There was a long silence, and the fact that his leader, and others, were operating under the belief that Syn had done the killing made absolute sense. The present was always judged on the past, and his actions spoke for themselves.

Or maybe it was more like his corpses spoke for themselves.

After a while longer, Xcor said, “It’s not like you to leave the bodies behind. Usually no one finds them, at least for a while. And then they’re hard to identify.”

“You sound disappointed in me.”

“It would have made things easier,” the male muttered dryly.

Syn raised his eyebrows. “But that poor female would still be dead, wouldn’t she. And the other. Boo-hoo.”

“So you’re admitting you did it.”

“What do I get if I do?”

“You know the answer to that.”

Thinking back to the Brother Butch shoving that gun up against his temple, Syn smiled. “I’m okay with that outcome. Can we do it now, or do you have to wait for nightfall so we can go out into the woods and leave less of a mess for the doggen to clean up.”

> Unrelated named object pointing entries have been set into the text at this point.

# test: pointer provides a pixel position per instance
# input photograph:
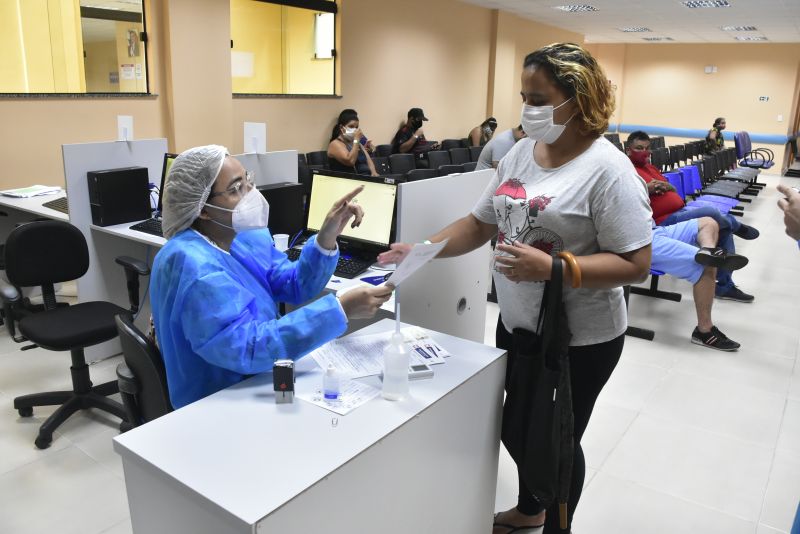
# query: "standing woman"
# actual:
(347, 150)
(563, 188)
(714, 140)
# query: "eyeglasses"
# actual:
(235, 190)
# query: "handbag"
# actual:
(537, 427)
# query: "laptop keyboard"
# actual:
(150, 226)
(345, 267)
(58, 204)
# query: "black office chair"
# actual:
(437, 158)
(402, 163)
(45, 253)
(318, 158)
(444, 170)
(459, 156)
(421, 174)
(142, 378)
(383, 151)
(447, 144)
(382, 165)
(475, 152)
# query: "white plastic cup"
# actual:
(281, 241)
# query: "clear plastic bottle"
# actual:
(331, 385)
(395, 368)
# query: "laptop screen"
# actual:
(168, 159)
(377, 199)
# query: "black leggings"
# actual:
(590, 368)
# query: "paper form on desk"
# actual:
(32, 191)
(420, 255)
(353, 395)
(359, 356)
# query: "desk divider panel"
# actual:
(105, 280)
(447, 295)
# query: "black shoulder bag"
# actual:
(537, 415)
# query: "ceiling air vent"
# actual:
(576, 8)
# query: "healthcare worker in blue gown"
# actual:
(217, 282)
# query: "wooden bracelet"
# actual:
(574, 268)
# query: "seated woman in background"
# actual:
(347, 151)
(480, 135)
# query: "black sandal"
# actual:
(513, 528)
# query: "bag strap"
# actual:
(550, 311)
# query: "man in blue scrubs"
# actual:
(217, 283)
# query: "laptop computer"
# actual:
(153, 225)
(358, 247)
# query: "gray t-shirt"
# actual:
(596, 202)
(497, 147)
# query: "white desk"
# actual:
(34, 206)
(237, 462)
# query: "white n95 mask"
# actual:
(252, 212)
(349, 132)
(537, 122)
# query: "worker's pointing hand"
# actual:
(341, 212)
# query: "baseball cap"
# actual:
(417, 113)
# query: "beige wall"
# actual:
(392, 59)
(519, 38)
(665, 85)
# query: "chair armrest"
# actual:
(127, 381)
(8, 293)
(134, 265)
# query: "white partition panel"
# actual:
(105, 280)
(271, 167)
(447, 295)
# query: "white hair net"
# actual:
(188, 185)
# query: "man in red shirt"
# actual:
(668, 208)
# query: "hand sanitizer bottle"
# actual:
(331, 385)
(395, 368)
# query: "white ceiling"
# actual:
(777, 20)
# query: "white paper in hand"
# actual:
(419, 256)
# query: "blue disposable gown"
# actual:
(216, 314)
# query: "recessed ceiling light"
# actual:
(739, 28)
(576, 8)
(706, 3)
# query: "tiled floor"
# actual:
(683, 439)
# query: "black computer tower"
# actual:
(119, 195)
(286, 215)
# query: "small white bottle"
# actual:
(395, 368)
(331, 385)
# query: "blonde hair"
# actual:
(579, 75)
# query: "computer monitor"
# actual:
(378, 199)
(168, 159)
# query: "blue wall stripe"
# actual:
(770, 139)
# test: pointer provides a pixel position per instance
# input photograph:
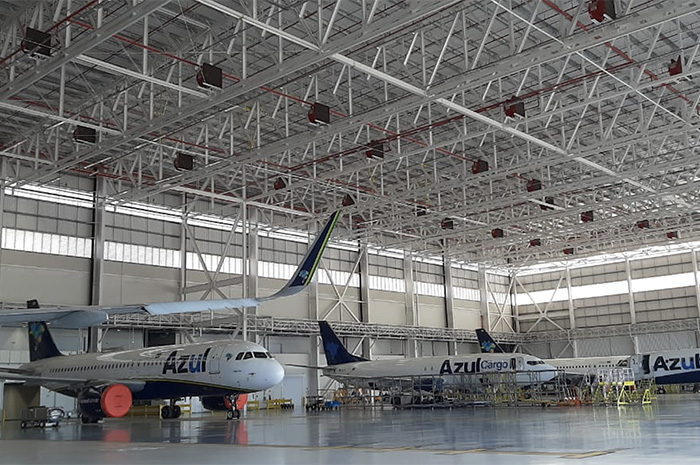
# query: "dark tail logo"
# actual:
(336, 353)
(486, 342)
(41, 344)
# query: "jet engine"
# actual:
(113, 401)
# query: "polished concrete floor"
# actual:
(667, 432)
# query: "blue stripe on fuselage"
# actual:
(680, 378)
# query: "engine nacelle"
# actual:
(114, 401)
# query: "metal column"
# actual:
(313, 375)
(250, 261)
(572, 317)
(449, 303)
(365, 313)
(97, 269)
(484, 299)
(411, 314)
(630, 296)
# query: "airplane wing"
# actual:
(31, 377)
(84, 316)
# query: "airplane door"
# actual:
(516, 364)
(215, 360)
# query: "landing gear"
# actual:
(170, 411)
(232, 412)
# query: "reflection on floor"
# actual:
(667, 432)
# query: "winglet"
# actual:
(336, 353)
(486, 342)
(41, 344)
(305, 271)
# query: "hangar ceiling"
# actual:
(426, 148)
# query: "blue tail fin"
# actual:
(336, 353)
(305, 271)
(487, 344)
(41, 343)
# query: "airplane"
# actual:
(681, 366)
(360, 372)
(106, 384)
(92, 315)
(572, 367)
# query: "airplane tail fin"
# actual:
(41, 344)
(306, 269)
(487, 344)
(336, 353)
(301, 278)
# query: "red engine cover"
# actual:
(116, 400)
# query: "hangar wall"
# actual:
(150, 254)
(652, 292)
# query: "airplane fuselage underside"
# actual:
(167, 389)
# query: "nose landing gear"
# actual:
(170, 411)
(231, 402)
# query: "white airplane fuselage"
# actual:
(588, 365)
(528, 369)
(166, 372)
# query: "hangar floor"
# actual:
(665, 432)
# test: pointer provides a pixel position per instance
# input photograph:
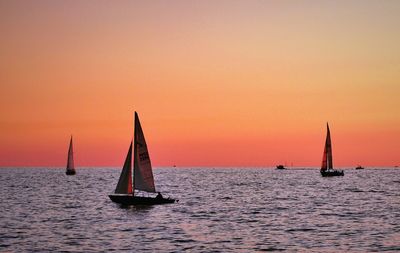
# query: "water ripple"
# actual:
(220, 210)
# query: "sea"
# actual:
(219, 210)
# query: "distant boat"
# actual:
(280, 167)
(327, 162)
(70, 161)
(143, 179)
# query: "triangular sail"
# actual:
(143, 174)
(327, 163)
(124, 185)
(70, 160)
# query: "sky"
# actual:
(215, 83)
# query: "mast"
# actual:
(329, 149)
(134, 154)
(70, 161)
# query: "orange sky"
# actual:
(215, 83)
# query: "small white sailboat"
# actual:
(327, 162)
(143, 179)
(70, 161)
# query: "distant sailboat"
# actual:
(70, 162)
(327, 162)
(143, 179)
(280, 167)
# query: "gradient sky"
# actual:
(215, 83)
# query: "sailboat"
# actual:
(143, 179)
(70, 160)
(327, 162)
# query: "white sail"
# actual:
(143, 174)
(124, 185)
(70, 161)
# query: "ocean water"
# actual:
(219, 210)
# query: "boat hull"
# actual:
(332, 173)
(70, 172)
(138, 200)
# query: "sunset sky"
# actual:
(215, 83)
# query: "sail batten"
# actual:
(124, 185)
(327, 163)
(143, 173)
(70, 159)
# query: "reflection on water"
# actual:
(237, 210)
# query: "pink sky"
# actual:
(226, 83)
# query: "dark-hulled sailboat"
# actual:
(143, 179)
(70, 161)
(327, 162)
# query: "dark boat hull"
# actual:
(138, 200)
(332, 173)
(70, 172)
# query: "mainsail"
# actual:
(124, 185)
(70, 161)
(327, 163)
(143, 174)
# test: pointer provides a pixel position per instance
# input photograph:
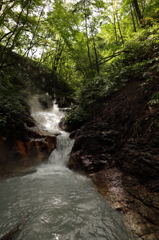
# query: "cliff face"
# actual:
(119, 150)
(23, 146)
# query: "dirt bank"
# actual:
(119, 150)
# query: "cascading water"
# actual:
(55, 203)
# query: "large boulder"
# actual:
(25, 145)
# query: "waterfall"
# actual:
(55, 203)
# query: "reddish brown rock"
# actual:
(25, 146)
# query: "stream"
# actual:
(55, 203)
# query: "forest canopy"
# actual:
(81, 44)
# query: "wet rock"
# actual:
(26, 145)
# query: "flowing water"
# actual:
(55, 203)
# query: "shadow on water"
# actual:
(57, 203)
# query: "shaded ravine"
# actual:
(56, 203)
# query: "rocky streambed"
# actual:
(25, 145)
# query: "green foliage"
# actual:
(154, 100)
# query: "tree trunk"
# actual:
(133, 20)
(138, 12)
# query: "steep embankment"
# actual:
(119, 150)
(24, 145)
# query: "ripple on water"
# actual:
(56, 204)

Xcor’s foot started to tap, his shitkicker’s heel bouncing on the tile floor. “You’re cycling really tight. Eight months ago. Six nights ago. The night before last with the human male in the alley. You’re moving really quickly.”

“So let’s end it right now.” Syn nodded at the gun holstered on V’s hip. “He can do it. Or if you want to, you do it.”

The Brother Vishous frowned, the tattoo at his temple distorting. “I still haven’t heard you say you killed the females.”

Closing his eyes, Syn thought back to that night, that club . . . the female with the wig and the bustier, the breasts and the lips. He remembered seeing her through the crowd, the push and shove, the argument she’d been in. Then she came across to him, came on to him, toyed with him, until he picked her up and took her down below. Against the door, fucking. Door falling open and them spilling into the black interior of the storage room.

His monster stirring in his skin. Prowling. Demanding to be let out.

Then him outside of the club, the cold burning his face, his body hot under his clothes, his cock still hard.